Reading UTF characters from different image sources

Started by webspider, July 23, 2011, 01:49:28 PM

Previous topic - Next topic

webspider

Hi,

In my PHP script I have used command -

$meta_data = '/usr/bin/exiftool -exif:all -iptc:all -a -g -j -struct -c "%s" -fast -charset iptc=UTF-8 '.$image_path;

and then Json decoded the data for processing.

However, I am facing a problem reading utf-8 characters properly. For some images, this works perfectly, while for some images not.
I have noticed that there is also a difference between reading images from PC and Mac.

Is there any way, I can detect from which source the image is coming and adjust script according to that. Or, convert IPTC data from images from
PC and Mac both to UTF-8 format and then extract.

Your help is much appreciated.

Thanks,
Sourav

Phil Harvey

Assuming IPTC is stored as UTF-8 is an assumption that will be often wrong.  I would think the ExifTool default would give more reliable results (it assumes Latin1 unless UTF-8 is specified by the IPTC CodedCharacterSet).  In the past, you might have been able to tell the difference between Windows/Mac images by looking at the byte order (Windows always uses little-endian), but Mac's now use Intel CPU's so this difference may be disappearing.  You could also look at the Software tag to see if it gave any hint about platform.

- Phil
...where DIR is the name of a directory/folder containing the images.  On Mac/Linux/PowerShell, use single quotes (') instead of double quotes (") around arguments containing a dollar sign ($).

webspider

Hi Phil,

Thanks for your answer. However, is there any way via Exiftool, that I can convert all IPTC data in an image to UTF-8 format internally before extraction regardless of the actual character encoding, and regardless of the PC or Mac source.

Thanks,
Sourav

Phil Harvey

If you have a heuristic that you can apply to decide what encoding to use, then one option would be to assume UTF-8 for IPTC as you were doing, which effectively disables conversion, then do the conversion yourself.
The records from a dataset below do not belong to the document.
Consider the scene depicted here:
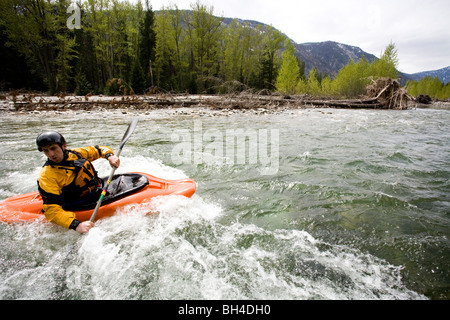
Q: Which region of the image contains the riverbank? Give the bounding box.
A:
[0,94,450,114]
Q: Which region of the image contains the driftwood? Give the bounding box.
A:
[309,78,410,110]
[0,78,409,111]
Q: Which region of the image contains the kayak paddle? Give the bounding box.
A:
[89,118,139,222]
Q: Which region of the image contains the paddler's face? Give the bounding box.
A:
[42,143,66,163]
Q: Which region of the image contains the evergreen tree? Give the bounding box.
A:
[130,58,146,94]
[139,0,156,87]
[276,39,300,94]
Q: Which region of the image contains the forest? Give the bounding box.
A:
[0,0,450,99]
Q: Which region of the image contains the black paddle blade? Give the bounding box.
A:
[119,118,139,149]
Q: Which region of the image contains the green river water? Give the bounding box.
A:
[0,109,450,300]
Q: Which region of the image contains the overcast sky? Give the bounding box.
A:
[146,0,450,73]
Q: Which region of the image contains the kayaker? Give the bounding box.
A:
[36,131,120,233]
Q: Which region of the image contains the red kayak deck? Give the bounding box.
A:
[0,172,197,223]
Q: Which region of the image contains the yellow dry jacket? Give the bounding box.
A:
[38,146,114,229]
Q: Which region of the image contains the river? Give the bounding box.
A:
[0,109,450,300]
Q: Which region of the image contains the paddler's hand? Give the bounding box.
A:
[108,155,120,168]
[75,221,95,234]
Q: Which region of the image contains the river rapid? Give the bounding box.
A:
[0,109,450,300]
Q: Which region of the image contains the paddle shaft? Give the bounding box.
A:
[89,149,122,222]
[89,119,139,222]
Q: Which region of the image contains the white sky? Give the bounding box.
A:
[145,0,450,73]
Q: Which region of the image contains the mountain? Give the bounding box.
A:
[291,40,378,76]
[223,13,450,85]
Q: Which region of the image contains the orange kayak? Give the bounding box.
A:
[0,173,197,223]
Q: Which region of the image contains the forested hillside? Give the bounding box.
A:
[0,0,446,98]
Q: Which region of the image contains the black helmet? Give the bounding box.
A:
[36,131,66,152]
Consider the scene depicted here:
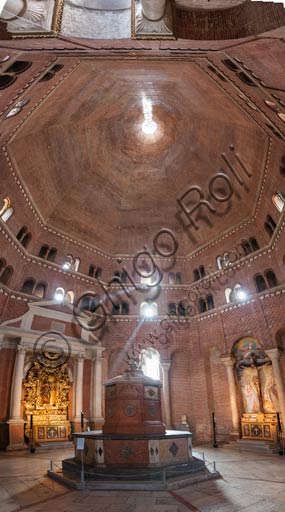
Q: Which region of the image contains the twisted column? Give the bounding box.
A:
[160,361,172,429]
[74,354,84,422]
[221,356,240,436]
[264,348,285,434]
[91,349,104,429]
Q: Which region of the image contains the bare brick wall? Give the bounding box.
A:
[176,2,285,40]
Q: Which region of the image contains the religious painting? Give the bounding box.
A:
[263,425,271,438]
[38,427,45,439]
[59,427,66,439]
[232,337,278,414]
[259,365,279,413]
[47,427,58,439]
[23,361,71,441]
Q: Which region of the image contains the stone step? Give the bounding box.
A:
[35,441,74,452]
[229,439,278,454]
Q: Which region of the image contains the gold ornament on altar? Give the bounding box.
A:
[23,361,71,441]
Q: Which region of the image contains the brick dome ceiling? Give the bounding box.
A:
[8,58,276,254]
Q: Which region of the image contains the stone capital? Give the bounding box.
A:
[264,347,281,361]
[220,356,235,368]
[160,360,171,372]
[17,345,27,354]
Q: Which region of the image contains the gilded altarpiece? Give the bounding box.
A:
[233,338,279,441]
[23,361,71,443]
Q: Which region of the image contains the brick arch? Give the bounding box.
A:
[170,349,191,426]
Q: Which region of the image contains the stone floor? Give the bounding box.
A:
[0,447,285,512]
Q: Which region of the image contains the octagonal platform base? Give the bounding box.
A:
[54,430,219,490]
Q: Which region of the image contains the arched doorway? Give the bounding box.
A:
[232,337,279,440]
[23,361,71,443]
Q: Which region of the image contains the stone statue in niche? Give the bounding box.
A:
[259,365,279,413]
[240,368,260,413]
[233,338,279,414]
[0,0,62,33]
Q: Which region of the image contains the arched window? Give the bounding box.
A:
[16,226,28,242]
[141,348,160,380]
[21,233,32,247]
[0,266,13,285]
[21,279,36,295]
[217,256,224,270]
[121,302,130,315]
[34,283,47,299]
[265,270,278,288]
[254,274,267,293]
[175,272,182,284]
[178,300,188,316]
[264,215,276,238]
[206,294,215,311]
[121,270,128,283]
[88,265,95,277]
[225,288,233,304]
[79,294,91,311]
[241,239,251,255]
[64,290,74,304]
[280,155,285,178]
[54,286,64,302]
[6,60,32,75]
[272,192,285,213]
[72,258,80,272]
[0,75,16,89]
[47,247,57,261]
[193,268,200,281]
[16,226,32,247]
[89,295,100,313]
[140,300,158,318]
[199,297,207,313]
[38,245,49,259]
[112,303,120,315]
[249,238,259,251]
[0,258,6,273]
[95,267,102,279]
[168,302,177,316]
[1,206,14,222]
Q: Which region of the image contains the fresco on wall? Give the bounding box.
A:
[232,337,279,414]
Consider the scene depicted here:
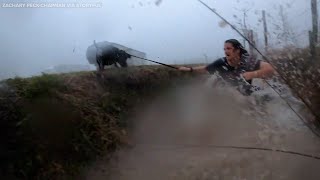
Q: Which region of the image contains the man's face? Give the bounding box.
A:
[224,43,240,66]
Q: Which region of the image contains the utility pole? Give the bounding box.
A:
[311,0,318,44]
[262,10,268,53]
[309,0,318,58]
[280,5,288,45]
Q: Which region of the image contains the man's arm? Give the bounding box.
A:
[242,61,275,80]
[178,66,208,73]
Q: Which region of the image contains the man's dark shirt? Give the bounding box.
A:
[206,54,261,94]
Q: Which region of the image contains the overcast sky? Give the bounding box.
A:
[0,0,311,78]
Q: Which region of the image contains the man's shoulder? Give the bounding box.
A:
[209,57,226,66]
[206,57,225,73]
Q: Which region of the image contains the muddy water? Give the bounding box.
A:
[87,79,320,180]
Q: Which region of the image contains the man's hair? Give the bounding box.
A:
[225,39,248,55]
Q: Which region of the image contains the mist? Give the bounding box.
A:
[0,0,311,79]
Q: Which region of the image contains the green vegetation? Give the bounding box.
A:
[0,66,196,179]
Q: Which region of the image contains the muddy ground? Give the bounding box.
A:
[82,79,320,180]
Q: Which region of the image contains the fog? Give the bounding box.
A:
[0,0,311,79]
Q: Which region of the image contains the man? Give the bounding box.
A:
[179,39,275,95]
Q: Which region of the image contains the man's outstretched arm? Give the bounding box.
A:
[242,61,275,80]
[178,66,208,73]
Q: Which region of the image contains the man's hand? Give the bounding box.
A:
[242,71,258,81]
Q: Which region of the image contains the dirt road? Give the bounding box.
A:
[86,81,320,180]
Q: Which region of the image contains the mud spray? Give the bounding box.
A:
[87,79,320,180]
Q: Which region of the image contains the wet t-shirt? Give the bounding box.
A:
[206,54,261,95]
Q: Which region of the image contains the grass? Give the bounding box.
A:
[272,45,320,124]
[0,66,198,179]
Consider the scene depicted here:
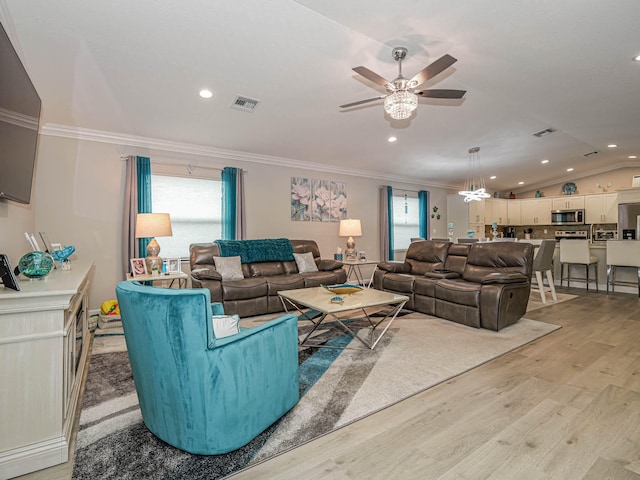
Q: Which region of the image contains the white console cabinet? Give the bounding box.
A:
[0,261,94,479]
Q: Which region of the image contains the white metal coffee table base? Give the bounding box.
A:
[279,287,408,350]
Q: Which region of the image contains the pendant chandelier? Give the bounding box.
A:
[458,147,491,202]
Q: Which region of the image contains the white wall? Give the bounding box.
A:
[13,135,450,308]
[0,200,35,267]
[517,167,640,198]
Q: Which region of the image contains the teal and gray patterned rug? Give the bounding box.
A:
[73,312,559,480]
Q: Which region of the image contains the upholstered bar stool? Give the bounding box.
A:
[560,239,598,291]
[607,240,640,297]
[531,240,558,303]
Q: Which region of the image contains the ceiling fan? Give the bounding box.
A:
[340,47,467,120]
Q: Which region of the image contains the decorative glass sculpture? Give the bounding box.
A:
[18,252,53,279]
But there is no 100% reliable method to determine the encoding of IPTC.  This is one reason why this information type lost favour.

- Phil
...where DIR is the name of a directory/folder containing the images.  On Mac/Linux/PowerShell, use single quotes (') instead of double quotes (") around arguments containing a dollar sign ($).

webspider

Hi Phil,

There is one more question. I am trying to change the setting 'ExifUnicodeByteOrder' by this command  -

exec("/usr/bin/exiftool -ExifUnicodeByteOrder='MM' ".$imagePath);

and then extract image data. So, that all images are in a common format before extraction. But that isn't changing the byte order.
Could you please specify, if I have missed something.

Many thanks,
Sourav


Phil Harvey

The ExifUnicodeByteOrder specifies the byte order when writing, not when reading.  When reading, ExifTool always uses a heuristic to determine the actual byte order used.

I don't understand how you expected to influence the byte order of the images.  If ExifTool reads the Unicode in the wrong byte order, all you would get is garbage.

- Phil
...where DIR is the name of a directory/folder containing the images.  On Mac/Linux/PowerShell, use single quotes (') instead of double quotes (") around arguments containing a dollar sign ($).